You’ve made your way across the vast parking expanse of your local suburban movie theater. You’ve paid $9.00 for your ticket, or $12.50 if it’s in RealD 3D, or $14.00 if it’s in XD RealD 3D. The website said the movie starts at 9:00 p.m. but you’re running a few minutes late. You quickly find your seat in the theater close enough to the geographical center. Fortunately for you, the theater was kind enough to delay starting the movie until you’ve arrived.
In the meantime, the theater has entertained the other patrons with commercials, movie trailers, and even a cute segment about how inconsiderate it would be to others if one were to use his or her cell phone during the movie. A full-length page of federal copyright law is flashed before your eyes and the movie begins.
Sure enough, a light begins to glow from a cell phone just a few rows ahead of you. If only there were a law where police would storm the theater and take that man to jail for ruining your $14.00 XD RealD 3D movie experience. For recent patrons at a Willoughby theater, there sort of was.
Last Friday, 35 year old Jonathan Pacizni was arrested for recording The Avengers movie on his cell phone. The light, which the recording device emitted, caught the eye of a theater employee who then called the police. The police arrested Pacizni when they saw that the first ten minutes of The Avengers had been recorded on his cell phone. Although Pacizni claimed he was merely testing out his new phone, he was arrested for Motion Picture Piracy.
Ohio’s Motion Picture Piracy law, Rev. Code Section 2913.07, makes it a misdemeanor for patrons to knowingly operate the audio-visual recording function of a device in a retail establishment or movie theater without consent of the establishment owner and of the motion picture licensor.

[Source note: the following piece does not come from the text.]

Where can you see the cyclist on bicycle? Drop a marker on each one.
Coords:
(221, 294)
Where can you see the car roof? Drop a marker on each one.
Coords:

Pacizni was surely warned before the movie began that it was not only rude to use his cell phone during the movie, as if anyone still needs to be told this, but he was also warned that it was a violation of federal copyright law to unlawfully reproduce or distribute it.
U.S. Copyright Law, Title 17, Section 106, gives a copyright owner the exclusive right to make copies of a copyrighted work. However, Section 107 places a limitation on that exclusive right when the copy is made for purposes such as criticism, comment, news reporting, teaching, or research. Someone facing these federal charges for acts similar to Paczini’s could claim he or she recorded the movie merely to start a commentary blog.
However, this is no defense to Pacizni, who instead is accused of violating the state’s Motion Picture Piracy law. Perhaps if among the various ads and previews theaters would post the state law against using cell phones to record the movie, patrons would be less tempted to even bring them out during the movie for fear of being accused of Motion Picture Piracy.